Some say they never smoked or drank and attribute their long life to that. Others do every unhealthy thing you can imagine and live to over 110. I remember one that used to be the Guinness record holder sometime in the 80’s when he was around 113. He smoked and drank firewater everyday. Of course he also walked five miles a day which couldn’t have hurt. (this is from memory, I could be off on details)

I think the advice of choosing your parents wisely is the best as there doesn’t seem to really be any other common factor.

Genetics are surely most important. But there are studies suggesting that calorie restriction can dramatically increase lifespan. Here’s the Wikipedia article on the subject:

My grandmother lived to be nearly 108. We have a family history of longevity, but she outdid everyone else. I can tell you anecdotally that there were lots of days when all she would eat would be a sausage biscuit in the morning and a sweet potato in the evening.

Yes. If you drink one glass of beer every day for 100 years, I guarantee you will have a very long life :smiley:

:smiley:

I originally read this as “then SWIM”. I was thinking, “well, yeah, he gets his exercise, doesn’t he?”

You know when you go to a pancake type restaruant for breakfast and they have those little containers of different flavours of syrup? I think they hold about a cup of syrup each.

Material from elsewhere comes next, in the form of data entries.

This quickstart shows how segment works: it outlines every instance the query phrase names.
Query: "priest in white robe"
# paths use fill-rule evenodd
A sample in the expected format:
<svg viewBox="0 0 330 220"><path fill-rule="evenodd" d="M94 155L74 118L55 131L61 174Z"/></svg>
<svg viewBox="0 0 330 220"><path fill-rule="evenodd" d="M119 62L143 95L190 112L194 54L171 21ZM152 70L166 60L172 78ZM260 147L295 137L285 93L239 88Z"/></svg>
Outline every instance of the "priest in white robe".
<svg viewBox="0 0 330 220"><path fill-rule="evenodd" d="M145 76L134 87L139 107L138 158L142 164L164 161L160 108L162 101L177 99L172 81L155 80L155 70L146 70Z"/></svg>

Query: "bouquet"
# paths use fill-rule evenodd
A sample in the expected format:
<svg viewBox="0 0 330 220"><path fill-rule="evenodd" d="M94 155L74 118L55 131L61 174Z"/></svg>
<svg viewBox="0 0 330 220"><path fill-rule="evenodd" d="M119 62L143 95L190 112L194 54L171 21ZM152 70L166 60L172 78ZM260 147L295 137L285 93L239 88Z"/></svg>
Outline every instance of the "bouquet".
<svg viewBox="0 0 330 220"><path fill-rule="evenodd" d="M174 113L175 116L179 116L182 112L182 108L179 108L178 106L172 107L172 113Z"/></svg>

We went, all ordered pancakes - he got the syrup first - it was full when he got it and he emptied it and yelled at the waitress from accross the room that he needed more. Like I said - a coot to the core.

Yeah, free radicals and all. Still I gots to say I think I would rather live only to 70 and enjoy eating everyday.

A lot the the decrepit-ness can be attributed to neglect. It’s arguable whether exercise will add years, less so that it adds quality.